In this unit, you'll look at the product table from your relational database and model it for a NoSQL database. You'll also look at the many-to-many relationship your product table has with product tags.

Diagram that shows the relationship between the product and product tags entities.

Model the product entities

Your initial model for the product table includes only the fields from your relational table. However, your e-commerce application must display the product category name when you display a product page. You'll also want to query for products by product tags within a product category as well. This can be done in either of two ways: you can store products in a product tags container, or you can embed your tags in the product container.

Because there are far fewer tags per product than products per tag, it makes more sense to embed the product tags in the product table. There is a one-to-few relationship between each product and the tags, which makes a good case for embedding. You'll also store your product data with embedded tags in your new product container. So your new product model will appear as shown in the following diagram:

Diagram that shows the relationship between the product and product tags entities but also includes a product container for which you haven't yet picked a partition key.

Select a partition key

Next, you'll select a partition key for the product container. Again, you need to look at the operations to be performed to decide on a partition key. Your options are either to create a product or edit a product. As customers navigate your e-commerce site, they'll often do so by product category. You need a query that filters products by categoryId to display them to users. To make your query a single-partition query with all products by category, you use categoryId as the partition key for your product container.

Diagram of the product container with 'categoryId' as the partition key, a list of operations, and a SQL statement to list all products in a category.

So categoryId is a good partition key that lets you retrieve all products in a category efficiently. By embedding tag IDs, you can get the IDs in your many-to-many relationship between products and tags as well. However, when you query for products, you need not only the product data but you also need to display the category name and the tag names. When you query for products, how can you return the category name for each product and the names for the product tags?

Currently, to display a product page for a category, you would need run the following queries:

  1. Query the product container to return all the products in a category.
  2. Query the productCategory container to return the product category's name.
  3. Then, for every product returned by the first query, run a third query on the productTag container to get each product tag name.

Diagram of the product, productCategory, and productTag containers and the queries to run to list all products from a category operation.
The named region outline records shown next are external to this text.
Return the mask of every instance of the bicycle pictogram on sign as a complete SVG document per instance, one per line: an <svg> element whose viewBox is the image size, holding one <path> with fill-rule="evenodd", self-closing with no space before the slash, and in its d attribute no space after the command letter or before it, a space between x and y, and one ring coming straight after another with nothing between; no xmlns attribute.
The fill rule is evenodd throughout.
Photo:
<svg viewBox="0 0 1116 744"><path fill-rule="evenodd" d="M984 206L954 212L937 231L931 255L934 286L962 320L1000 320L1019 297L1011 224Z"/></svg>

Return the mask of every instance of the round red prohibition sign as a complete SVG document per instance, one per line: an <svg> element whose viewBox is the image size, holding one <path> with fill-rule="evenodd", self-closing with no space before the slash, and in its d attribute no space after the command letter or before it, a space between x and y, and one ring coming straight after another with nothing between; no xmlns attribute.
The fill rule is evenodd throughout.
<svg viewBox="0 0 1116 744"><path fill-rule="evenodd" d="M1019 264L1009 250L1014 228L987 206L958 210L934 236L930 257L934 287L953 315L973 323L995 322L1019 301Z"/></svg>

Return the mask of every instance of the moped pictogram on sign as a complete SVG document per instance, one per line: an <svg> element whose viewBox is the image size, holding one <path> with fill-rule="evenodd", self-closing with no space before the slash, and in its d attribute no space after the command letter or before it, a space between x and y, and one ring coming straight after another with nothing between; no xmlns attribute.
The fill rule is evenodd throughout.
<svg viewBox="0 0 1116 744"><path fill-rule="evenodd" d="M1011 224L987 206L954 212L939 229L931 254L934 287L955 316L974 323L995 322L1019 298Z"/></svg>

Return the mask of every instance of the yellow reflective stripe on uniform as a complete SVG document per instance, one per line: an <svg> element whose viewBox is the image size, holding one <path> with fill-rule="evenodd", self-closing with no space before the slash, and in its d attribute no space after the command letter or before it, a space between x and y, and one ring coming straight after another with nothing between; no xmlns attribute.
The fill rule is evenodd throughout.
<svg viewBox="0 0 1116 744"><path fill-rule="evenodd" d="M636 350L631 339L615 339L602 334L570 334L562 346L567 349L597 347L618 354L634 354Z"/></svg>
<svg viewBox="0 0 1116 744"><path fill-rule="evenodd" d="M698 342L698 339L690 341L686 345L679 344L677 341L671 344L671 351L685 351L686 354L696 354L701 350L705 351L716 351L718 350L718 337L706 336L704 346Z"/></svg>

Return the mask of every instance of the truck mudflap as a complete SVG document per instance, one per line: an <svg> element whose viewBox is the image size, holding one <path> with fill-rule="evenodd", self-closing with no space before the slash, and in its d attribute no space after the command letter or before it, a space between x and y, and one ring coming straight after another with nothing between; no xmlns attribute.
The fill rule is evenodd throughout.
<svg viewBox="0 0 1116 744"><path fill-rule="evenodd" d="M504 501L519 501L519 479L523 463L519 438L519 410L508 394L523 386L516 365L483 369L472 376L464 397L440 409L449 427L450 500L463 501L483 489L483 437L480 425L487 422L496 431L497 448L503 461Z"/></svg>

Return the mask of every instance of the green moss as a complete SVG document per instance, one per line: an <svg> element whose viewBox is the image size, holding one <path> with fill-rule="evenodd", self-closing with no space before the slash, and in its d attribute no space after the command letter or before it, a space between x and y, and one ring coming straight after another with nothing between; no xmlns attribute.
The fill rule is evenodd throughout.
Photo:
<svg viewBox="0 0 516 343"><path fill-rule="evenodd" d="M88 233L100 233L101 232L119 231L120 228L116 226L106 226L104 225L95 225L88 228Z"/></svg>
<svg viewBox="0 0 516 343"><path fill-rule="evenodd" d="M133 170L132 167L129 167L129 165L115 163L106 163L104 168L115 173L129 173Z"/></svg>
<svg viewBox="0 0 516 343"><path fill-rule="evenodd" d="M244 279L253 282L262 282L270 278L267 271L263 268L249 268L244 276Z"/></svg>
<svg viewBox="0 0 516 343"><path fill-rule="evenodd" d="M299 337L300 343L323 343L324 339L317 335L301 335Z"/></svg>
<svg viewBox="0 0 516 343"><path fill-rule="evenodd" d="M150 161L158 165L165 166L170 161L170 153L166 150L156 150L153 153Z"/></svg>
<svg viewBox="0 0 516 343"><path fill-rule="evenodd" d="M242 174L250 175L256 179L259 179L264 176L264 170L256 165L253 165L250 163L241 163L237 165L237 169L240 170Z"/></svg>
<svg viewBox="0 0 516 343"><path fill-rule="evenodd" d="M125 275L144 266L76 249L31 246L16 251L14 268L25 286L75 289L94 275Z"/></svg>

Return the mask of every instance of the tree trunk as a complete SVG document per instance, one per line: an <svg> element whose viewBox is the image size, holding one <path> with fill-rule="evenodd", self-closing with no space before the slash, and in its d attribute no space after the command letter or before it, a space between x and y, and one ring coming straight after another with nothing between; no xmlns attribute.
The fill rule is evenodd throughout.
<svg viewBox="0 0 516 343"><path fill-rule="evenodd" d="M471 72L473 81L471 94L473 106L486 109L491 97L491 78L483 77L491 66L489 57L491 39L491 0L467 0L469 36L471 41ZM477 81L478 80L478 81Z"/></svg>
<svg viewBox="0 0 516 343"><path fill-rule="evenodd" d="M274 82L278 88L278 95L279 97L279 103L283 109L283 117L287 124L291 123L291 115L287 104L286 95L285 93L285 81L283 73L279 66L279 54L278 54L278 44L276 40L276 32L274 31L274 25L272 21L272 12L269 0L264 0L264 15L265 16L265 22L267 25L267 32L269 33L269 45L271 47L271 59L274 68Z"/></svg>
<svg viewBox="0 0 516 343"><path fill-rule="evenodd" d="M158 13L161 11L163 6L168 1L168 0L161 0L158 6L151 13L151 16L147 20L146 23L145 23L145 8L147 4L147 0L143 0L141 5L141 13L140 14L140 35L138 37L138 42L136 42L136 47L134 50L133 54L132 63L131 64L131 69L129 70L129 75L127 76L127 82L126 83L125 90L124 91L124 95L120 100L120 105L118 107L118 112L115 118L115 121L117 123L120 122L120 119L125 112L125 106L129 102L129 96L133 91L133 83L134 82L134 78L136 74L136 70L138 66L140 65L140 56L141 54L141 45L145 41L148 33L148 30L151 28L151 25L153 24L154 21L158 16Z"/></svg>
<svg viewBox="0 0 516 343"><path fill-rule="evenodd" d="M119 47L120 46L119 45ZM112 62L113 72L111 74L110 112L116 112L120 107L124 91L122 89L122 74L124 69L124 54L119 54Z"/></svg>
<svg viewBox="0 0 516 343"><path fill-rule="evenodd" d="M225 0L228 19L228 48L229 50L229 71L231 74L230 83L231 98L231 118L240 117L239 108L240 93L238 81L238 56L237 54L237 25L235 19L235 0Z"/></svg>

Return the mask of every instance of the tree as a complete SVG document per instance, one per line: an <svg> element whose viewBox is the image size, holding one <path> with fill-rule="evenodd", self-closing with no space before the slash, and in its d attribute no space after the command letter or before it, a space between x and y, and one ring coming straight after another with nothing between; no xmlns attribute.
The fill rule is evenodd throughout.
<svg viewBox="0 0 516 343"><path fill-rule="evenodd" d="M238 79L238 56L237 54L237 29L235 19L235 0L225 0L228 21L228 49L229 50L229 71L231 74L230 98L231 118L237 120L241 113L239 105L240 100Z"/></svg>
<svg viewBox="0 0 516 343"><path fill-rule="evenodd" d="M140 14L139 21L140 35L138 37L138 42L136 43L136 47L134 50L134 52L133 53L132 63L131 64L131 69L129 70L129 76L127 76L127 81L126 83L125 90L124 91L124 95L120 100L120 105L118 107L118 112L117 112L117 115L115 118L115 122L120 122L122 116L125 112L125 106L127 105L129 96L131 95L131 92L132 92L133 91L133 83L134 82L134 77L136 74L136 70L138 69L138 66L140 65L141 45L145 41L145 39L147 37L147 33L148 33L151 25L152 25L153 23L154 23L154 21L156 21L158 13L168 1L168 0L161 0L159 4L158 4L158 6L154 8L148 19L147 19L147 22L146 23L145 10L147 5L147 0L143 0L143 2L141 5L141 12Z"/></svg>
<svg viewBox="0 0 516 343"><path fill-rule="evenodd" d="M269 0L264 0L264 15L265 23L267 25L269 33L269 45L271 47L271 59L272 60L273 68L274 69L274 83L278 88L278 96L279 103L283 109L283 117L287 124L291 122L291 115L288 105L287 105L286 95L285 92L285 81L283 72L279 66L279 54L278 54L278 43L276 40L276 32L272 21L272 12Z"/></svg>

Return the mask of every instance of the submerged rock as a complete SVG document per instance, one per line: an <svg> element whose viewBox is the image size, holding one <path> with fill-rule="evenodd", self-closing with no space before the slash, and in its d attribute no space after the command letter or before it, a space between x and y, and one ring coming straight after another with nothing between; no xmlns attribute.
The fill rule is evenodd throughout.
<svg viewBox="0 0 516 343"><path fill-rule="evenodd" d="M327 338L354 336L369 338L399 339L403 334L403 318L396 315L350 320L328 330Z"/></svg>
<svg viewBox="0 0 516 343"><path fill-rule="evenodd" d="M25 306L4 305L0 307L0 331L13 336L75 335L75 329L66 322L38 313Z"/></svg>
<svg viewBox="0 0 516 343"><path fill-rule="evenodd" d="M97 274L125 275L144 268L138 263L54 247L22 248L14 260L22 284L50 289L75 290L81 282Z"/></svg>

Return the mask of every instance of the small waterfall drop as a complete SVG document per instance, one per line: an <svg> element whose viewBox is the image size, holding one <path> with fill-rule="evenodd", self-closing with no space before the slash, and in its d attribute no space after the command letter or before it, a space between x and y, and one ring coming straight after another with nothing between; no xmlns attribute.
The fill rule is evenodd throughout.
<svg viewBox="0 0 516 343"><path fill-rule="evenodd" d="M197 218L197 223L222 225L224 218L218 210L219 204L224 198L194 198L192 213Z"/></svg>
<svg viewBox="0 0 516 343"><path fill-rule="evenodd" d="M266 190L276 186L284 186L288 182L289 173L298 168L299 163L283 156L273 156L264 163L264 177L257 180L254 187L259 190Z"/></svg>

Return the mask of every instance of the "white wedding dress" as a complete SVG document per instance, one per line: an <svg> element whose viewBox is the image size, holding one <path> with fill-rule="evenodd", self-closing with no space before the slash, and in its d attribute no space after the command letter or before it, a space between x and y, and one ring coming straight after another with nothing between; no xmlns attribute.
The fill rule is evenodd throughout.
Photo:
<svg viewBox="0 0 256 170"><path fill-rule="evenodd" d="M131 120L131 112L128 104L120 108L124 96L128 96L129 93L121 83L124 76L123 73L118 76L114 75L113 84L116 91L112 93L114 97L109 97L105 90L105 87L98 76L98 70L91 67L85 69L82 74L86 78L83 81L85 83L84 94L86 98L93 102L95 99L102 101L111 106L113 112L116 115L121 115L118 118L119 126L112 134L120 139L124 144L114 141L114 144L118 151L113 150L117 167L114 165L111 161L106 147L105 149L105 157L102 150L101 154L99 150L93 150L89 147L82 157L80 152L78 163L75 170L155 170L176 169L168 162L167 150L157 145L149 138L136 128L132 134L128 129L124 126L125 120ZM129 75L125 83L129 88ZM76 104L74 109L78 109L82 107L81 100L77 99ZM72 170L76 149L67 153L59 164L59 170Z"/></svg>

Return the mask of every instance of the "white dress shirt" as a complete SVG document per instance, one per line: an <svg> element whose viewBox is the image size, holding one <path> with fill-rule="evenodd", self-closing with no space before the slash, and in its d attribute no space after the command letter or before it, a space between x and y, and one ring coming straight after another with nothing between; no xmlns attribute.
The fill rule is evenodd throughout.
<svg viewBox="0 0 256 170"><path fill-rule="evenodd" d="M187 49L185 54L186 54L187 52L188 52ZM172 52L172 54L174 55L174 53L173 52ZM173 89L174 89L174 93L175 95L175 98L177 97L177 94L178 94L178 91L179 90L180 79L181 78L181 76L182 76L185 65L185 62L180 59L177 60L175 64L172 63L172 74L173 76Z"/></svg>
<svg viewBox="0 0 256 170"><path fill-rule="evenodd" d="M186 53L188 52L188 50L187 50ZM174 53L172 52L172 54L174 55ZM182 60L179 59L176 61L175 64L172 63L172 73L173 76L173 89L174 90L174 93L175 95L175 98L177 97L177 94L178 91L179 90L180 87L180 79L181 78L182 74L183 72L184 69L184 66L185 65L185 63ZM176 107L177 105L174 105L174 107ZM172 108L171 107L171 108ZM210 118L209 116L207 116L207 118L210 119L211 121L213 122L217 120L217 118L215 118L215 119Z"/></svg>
Denormalize product entities

Running all the preceding queries could work for you. However, this approach isn't very scalable. Remember that, in NoSQL databases, there are no joins between containers, so joins aren't an option for you. Also remember that, for NoSQL databases, the objective is to reduce the number of requests by modeling data so that you can fetch your application data in as few requests as possible.

The solution, then, is to denormalize your data. With denormalization, you can optimize your data models to ensure that all the required data for your application is ready to be served by your queries.

To denormalize your data in this instance, you add more properties, such as the name of the category and the name of each tag in your tags array. By adding these properties, you can now retrieve all the data you need to return to your clients in only a single request.

Diagram of a container with partition key 'categoryId' and modeled product document schema with a denormalized category name and product tag array.